Langstroth hives are 16 1/4" by 19 7/8" and of various depths. A Langstroth deep is 9 5/8" deep. A medium is 6 5/8" deep. A shallow is 5 3/4" deep.

>I read somewhere that "Dadant" had a deeper brood but looking at Dadant web site the depth is 9 5/8" - isnt this the normal langstroth brood?

The hives being sold currently by Dadant and Sons are Langstroth size hives. Not even Dadant sells Dadant hives anymore.

The "typical" U.S. beekeeper has a hive made up of Langstroth deeps for the brood and mediums for the honey but there are many variations on that. The number of boxes for the brood varies. The depth of the supers varies. In the Northern regions it's common to use two deeps for the brood chamber for winter. In the Southern regions it's common to use one deep. In between some use a deep and a shallow or a Deep and a medium.
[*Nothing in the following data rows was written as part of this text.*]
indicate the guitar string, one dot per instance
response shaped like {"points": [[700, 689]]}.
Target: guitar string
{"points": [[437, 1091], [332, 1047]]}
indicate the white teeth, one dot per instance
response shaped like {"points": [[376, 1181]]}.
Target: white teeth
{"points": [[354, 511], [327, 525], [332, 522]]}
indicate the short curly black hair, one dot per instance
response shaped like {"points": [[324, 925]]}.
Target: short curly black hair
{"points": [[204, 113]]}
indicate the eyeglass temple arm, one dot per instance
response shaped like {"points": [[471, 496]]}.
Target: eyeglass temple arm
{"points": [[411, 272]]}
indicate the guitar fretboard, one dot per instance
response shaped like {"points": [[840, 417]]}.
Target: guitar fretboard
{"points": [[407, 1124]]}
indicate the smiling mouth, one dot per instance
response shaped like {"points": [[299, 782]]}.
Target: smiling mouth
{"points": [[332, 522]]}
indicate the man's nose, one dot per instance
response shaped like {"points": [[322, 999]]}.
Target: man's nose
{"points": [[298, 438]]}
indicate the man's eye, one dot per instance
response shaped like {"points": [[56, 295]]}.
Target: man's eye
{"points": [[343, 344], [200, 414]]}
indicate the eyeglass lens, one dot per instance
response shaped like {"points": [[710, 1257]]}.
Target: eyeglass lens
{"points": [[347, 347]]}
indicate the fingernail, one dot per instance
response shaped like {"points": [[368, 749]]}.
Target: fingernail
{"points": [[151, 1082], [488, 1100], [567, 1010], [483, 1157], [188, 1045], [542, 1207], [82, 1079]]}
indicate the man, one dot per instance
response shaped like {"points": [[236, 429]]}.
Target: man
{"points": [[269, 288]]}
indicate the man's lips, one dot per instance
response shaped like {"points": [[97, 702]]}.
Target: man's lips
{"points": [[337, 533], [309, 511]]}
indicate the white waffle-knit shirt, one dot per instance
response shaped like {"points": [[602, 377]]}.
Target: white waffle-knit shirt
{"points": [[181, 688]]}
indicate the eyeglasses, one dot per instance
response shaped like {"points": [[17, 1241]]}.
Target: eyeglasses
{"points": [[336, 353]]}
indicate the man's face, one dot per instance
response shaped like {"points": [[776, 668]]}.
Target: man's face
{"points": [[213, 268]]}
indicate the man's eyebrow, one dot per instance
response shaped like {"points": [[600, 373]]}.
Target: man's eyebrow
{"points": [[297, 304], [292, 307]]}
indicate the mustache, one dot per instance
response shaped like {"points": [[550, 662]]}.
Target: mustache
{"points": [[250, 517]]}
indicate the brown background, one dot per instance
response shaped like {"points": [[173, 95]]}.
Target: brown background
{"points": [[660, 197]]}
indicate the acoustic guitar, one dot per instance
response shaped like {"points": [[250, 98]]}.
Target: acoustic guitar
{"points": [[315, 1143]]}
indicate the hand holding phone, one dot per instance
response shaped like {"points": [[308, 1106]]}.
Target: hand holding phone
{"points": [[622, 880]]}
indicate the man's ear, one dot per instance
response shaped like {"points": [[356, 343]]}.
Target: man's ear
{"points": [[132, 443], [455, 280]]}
I run all mediums (6 5/8") and there are others who do as well. I typically winter in three mediums.

Weights full of honey:

10 frame deep = 90 pounds
10 frame medium = 60 pounds
8 frame medium = 48 pounds

I prefer the 8 frame mediums.







But I still have a lot of the 10 frame boxes around.


----------



## The Worker (Jul 20, 2005)

Thankyou for your very clear explanation Michael.


----------



## JustBob (Jul 22, 2005)

This is a great site. I'm learning a great deal. A question about the eight-frame hives. Where the heck can you buy them? I'm currently using ten-frame mediums throughout but would like to try the smaller eight-frame hive. I saw Michael's posts on this subject before and just wonder why they are so hard to find. Maybe I'll have to purchase some shop tools and make my own.


----------



## iddee (Jun 21, 2005)

http://www.beeequipment.com/


----------



## Michael Bush (Aug 2, 2002)

>A question about the eight-frame hives. Where the heck can you buy them?

Brushy Mt stocks all kinds of 8 frame equipment. 

http://www.beeequipment.com/products.asp?cat=109

That's where I buy mine. Western Bee Supply says they will make them for you but they don't list them.

http://www.westernbee.com/


----------